Prof. Laurence Marks from Northwestern University of USA is a senior visiting scientist currently in Suzhou Institute of Nano-tech and Nano-bionics(SINANO) of Chinese Academy of Sciences(CAS) for two weeks, as invited by Prof. ZHANG Jinping and Prof. DING Sunan. During his visit, Prof. Marks will work together with local researchers at Vacuum Interconnected Nano-X Research Facility(Nano-X), focusing on the advanced applications and development of UHV electron microscope technology.
On August 1st, 2019, Prof. Marks presented an academic talk, titled as “Pauling’s Rules for Oxide Surfaces”. In this talk, Prof. Marks mentioned that oxide surfaces are one of the frontiers of surface science, of critical importance for a wide range of applications at the mesoscale or nanoscale, ranging from oxide electronics to heterogeneous catalysis and corrosion. In many cases, surfaces are treated as black boxes, or simple models/hypotheses, without a clear picture of where the surface atoms are. From a scientific approach, what controls the structure of oxide surfaces has been controversial for some years, with concepts based upon pure ionic models such as unbalanced dipoles, charges or even the polar catastrophe invoked.
Prof. Marks overviewed experimental and theoretical DFT results, particularly for strontium titanate surfaces, which strongly indicate that the rules Pauling outlined for bulk materials, apply equally well to oxide surfaces. The way to understand oxide surface is not to look into the vacuum, but to look into the bulk; oxide surfaces are governed by same inorganic chemistry as the bulk. Understanding and exploiting this lays the groundwork for design of oxide surfaces for applications.

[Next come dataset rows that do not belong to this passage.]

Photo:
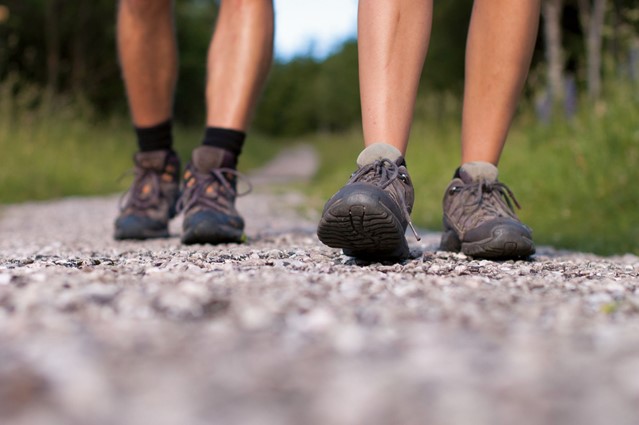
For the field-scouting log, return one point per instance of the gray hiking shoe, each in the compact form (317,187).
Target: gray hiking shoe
(368,217)
(146,208)
(479,218)
(208,200)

Laurence Marks is a Professor of Department of Materials Science and Engineering, Northwestern University. His early researches in nanoparticle structure proved the existence of quintic twins with high resolution images, and was later designated as "Marks-decahedron". During his two postdoctoral studies at Cambridge and the University of Arizona, he systematically studied the structure, stress distribution and energy of nanotwin phenomena, and began to solve the problem of direct imaging on the atomic scale of nano-surface. Professor Marks has developed methods and procedures for direct surface imaging and simulation, theory and method of surface reflection electron microscopy, first-principles calculation method of atom fixed-point optimization, etc. to reveal the connotation of UHV-TEM observation.